Il râle, et un bruit attire alors notre attention. Je sursaute, et reste bouche bée. Face à nous se dresse un cerf. Les oreilles bien relevées, attentif, il nous regarde. Ils sont très rares, je n'en ai moi même jamais vu. On dit presque qu'ils ont disparu. Je tourne la tête vers Thomas, et le vois sourire doucement. C'est lui qui fait ça. Mon frère ouvre grand les yeux.
_ Je peux m'approcher ? S'excite-il.
Je hoche positivement la tête, et il se lève lentement pour caresser avec délicatesse l'animal, qui n'est qu'une illusion. Mais le sourire de mon petit frère me réchauffe bien trop le cœur.
_ Tu es rassurée ? s'enquiert Thomas.
_ Oui, le fait que Léo soit là me rassure vraiment .
Je souris à mon ami et regarde de nouveau mon frère. C'est sûr que je me sens bien mieux maintenant.
Soudain, Thomas tourne la tête vers l'arrière, et je fronce les sourcils en regardant à mon tour derrière moi. Caleb. Mon corps frisonne, mon cœur s'accélère une nouvelle fois, et les sentiments que mon frère avait réussir à me faire oublier refont surface brutalement.
_ Qui c'est ? demande mon frère.
Sauf que je n'arrive pas à rompre le contact visuel avec le concerné. Je me lève doucement sans lâcher ses yeux. Son regard est posé sur moi, ses yeux sont si clairs, et avec une telle intensité à la fois. Je pourrais m'y perdre. Deux semaines qu'il ne m'a pas regardée de cette façon, deux semaines où j'avais l'impression d'être transparente. Et maintenant, j'ai l'impression d'exister pleinement à nouveau. C'est comme si sans lui, je n'étais là qu'à moitié. Les battements de mon cœur sont douloureux, mes mains tremblantes, je n'ai plus aucun contrôle sur moi même.
_ Viens Léo, je vais te faire visiter, intervient Thomas pour nous laisser seuls.
J'entends mon frère marcher jusqu'à mon ami, il me lance un regard, puis à Caleb avant de nous quitter.
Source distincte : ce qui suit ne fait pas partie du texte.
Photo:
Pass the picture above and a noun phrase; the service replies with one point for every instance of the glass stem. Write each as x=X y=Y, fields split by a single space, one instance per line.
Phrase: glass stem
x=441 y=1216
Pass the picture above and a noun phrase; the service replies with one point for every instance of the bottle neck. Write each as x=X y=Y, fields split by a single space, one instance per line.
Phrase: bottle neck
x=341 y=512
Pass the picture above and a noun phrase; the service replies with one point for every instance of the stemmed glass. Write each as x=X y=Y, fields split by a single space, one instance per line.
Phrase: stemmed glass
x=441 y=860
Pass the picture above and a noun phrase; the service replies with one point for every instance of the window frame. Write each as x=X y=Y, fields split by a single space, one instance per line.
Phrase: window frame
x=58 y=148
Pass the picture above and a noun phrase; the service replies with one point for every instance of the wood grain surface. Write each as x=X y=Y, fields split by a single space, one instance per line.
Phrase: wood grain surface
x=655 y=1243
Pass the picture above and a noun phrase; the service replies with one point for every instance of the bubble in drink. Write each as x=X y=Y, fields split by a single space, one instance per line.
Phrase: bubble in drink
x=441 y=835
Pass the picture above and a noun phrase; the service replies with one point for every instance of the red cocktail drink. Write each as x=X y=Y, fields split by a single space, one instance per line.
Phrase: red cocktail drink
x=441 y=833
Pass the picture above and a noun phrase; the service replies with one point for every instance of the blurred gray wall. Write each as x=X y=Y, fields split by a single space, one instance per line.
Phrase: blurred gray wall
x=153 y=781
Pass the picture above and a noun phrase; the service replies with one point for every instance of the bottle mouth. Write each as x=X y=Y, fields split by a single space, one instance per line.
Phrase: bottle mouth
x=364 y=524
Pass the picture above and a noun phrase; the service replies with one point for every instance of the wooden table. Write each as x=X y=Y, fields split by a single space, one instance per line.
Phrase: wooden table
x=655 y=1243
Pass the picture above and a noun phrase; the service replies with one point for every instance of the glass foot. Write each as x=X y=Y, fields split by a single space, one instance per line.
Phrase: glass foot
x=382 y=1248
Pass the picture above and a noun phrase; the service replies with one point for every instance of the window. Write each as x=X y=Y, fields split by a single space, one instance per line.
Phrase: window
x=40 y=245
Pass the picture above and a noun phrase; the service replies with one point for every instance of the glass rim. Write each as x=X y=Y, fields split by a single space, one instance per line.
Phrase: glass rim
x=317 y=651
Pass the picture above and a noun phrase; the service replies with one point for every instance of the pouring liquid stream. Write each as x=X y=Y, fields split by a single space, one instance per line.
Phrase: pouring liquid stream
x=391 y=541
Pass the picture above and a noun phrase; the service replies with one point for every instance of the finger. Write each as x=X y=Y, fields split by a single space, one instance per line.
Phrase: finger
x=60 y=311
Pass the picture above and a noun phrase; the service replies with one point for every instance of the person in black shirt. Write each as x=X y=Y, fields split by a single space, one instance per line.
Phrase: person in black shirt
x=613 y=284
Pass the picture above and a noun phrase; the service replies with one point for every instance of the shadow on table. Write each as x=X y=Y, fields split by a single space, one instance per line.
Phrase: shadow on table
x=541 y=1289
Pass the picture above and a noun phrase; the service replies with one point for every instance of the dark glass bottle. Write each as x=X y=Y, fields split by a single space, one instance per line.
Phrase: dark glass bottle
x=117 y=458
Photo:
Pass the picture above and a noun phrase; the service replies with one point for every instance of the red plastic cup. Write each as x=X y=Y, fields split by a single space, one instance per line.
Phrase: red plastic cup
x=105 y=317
J'ai la respiration coupée. Aucun de nous n'ose parler, il n'y a que le silence entre nous. Nos regards ne se décrochent pas. L'atmosphère est de plus en plus lourde. Je peux sentir la nervosité de Caleb et un sentiment que je ne connais que trop bien, la culpabilité. J'avale difficilement ma salive. Deux semaines c'est long, je pourrais encore me mettre à pleurer. Non, je dois pas craqué, c'est lui qui m'a poussé à dire que je le détestais. Pourtant, je me retiens de toutes mes force à ne pas lui dire ce que je ressens vraiment.
_ Je ne regrette pas Adelia, lâche-t-il alors, le ton tremblotant.
Sa voix, elle vibre dans l'air, mes jambes tremblent. Mon cœur menace de s'arrêter à chaque battement. Je t'en prie, ne t'arrête pas de parler. Je ne veux pas revivre ces deux semaines, je ne veux pas que se soit les derniers mots qu'il me dise.
_ Qu'est-ce que tu ne regrettes pas ?
Il brise finalement notre contact visuel pour passer sa main dans ses cheveux. Il est magnifique. Il prend une grande inspiration, et yeux brillants se plongent encore une fois dans les miens.
_ Je ne regrette pas de t'avoir rencontrée.
Depuis le temps que j'attendais qu'il me dise ces mots, mon corps, mon cœur semble reprendre de leur chaleur. Je respire le plus calmement possible. J'ai envie de pleurer, de sourire, de m'élancer vers lui, mais je ne bouge pas, paralysée par la nervosité. Je sais que quelque chose a changé entre nous.